Coinbase and Fannie Mae have closed the first-ever mortgage backed by crypto collateral, putting a married couple from Ann Arbor, Michigan, into a home without forcing them to sell their Bitcoin. The loan — a conventional Fannie Mae–backed mortgage — was paired with a separate down payment loan secured by digital assets held on Coinbase. The program was originally announced in March 2025 by Better Home & Finance and Coinbase.
The borrowers
Joe and Amy, both in their early 30s, are the first to use the deal. Joe, a software engineer, said they wanted to keep their Bitcoin intact. By pledging it as collateral for a down payment loan instead of selling, they avoided capital gains taxes and the hassle of timing the market or resetting their finances. The couple did not disclose the exact amount of crypto they used.
How it works
The mortgage itself is a standard conforming loan backed by Fannie Mae — not a crypto-native product. The crypto piece is a separate loan from Better Home & Finance, secured by Bitcoin or USDC held at Coinbase. Borrowers get cash for the down payment without liquidating their digital assets. That cash then goes toward a traditional home loan underwritten by Fannie Mae guidelines.

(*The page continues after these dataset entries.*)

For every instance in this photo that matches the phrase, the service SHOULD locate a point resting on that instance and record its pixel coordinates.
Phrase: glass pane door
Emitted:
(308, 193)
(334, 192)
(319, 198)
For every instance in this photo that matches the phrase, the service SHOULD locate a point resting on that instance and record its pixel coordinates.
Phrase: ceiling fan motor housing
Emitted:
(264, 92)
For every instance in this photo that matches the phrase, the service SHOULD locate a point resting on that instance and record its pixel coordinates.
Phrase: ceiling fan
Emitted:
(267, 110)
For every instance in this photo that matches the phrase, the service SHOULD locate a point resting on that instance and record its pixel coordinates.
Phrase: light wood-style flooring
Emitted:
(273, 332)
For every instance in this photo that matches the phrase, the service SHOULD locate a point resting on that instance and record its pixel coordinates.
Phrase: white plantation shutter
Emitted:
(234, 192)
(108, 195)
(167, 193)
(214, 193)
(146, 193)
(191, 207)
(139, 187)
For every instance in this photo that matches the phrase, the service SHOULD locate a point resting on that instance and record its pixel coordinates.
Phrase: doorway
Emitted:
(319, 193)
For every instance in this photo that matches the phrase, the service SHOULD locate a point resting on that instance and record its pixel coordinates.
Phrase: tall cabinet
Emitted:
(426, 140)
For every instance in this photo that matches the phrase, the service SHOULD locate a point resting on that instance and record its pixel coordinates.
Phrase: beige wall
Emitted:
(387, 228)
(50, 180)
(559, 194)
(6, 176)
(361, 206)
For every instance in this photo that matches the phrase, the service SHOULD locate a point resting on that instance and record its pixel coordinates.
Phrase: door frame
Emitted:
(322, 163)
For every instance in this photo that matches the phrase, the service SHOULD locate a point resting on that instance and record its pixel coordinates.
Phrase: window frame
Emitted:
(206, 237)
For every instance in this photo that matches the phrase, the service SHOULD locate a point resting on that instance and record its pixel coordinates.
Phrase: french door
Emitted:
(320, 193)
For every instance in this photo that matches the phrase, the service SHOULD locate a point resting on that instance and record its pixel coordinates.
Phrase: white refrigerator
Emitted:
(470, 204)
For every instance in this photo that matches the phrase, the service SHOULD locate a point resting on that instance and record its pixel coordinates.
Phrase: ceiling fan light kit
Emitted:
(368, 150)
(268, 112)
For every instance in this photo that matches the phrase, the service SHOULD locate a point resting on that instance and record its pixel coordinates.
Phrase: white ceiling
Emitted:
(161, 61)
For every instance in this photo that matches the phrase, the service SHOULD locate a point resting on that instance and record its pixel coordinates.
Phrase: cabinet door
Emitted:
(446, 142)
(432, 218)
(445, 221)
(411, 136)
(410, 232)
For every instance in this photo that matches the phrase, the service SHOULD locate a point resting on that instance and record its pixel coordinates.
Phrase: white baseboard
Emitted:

Coinbase’s Mark Troianovski said the token-backed conforming mortgage shows crypto wealth can be directly channeled into homeownership, a point aimed at the tens of millions of Americans who hold digital assets but may lack enough cash for a conventional down payment. The structure also sidesteps a common problem: the tax hit from selling crypto to raise money for a house.
The timing isn't accidental. Mortgage rates have stayed elevated through early 2026, putting pressure on first-time buyers. A program that lets people keep their crypto positions — and avoids triggering a taxable event — offers an alternate path into the housing market.
Whether this first loan opens the door for many more will depend on appetite from other lenders and Fannie Mae's willingness to back similar structures. For now, Joe and Amy own a home in Ann Arbor, and their Bitcoin never moved.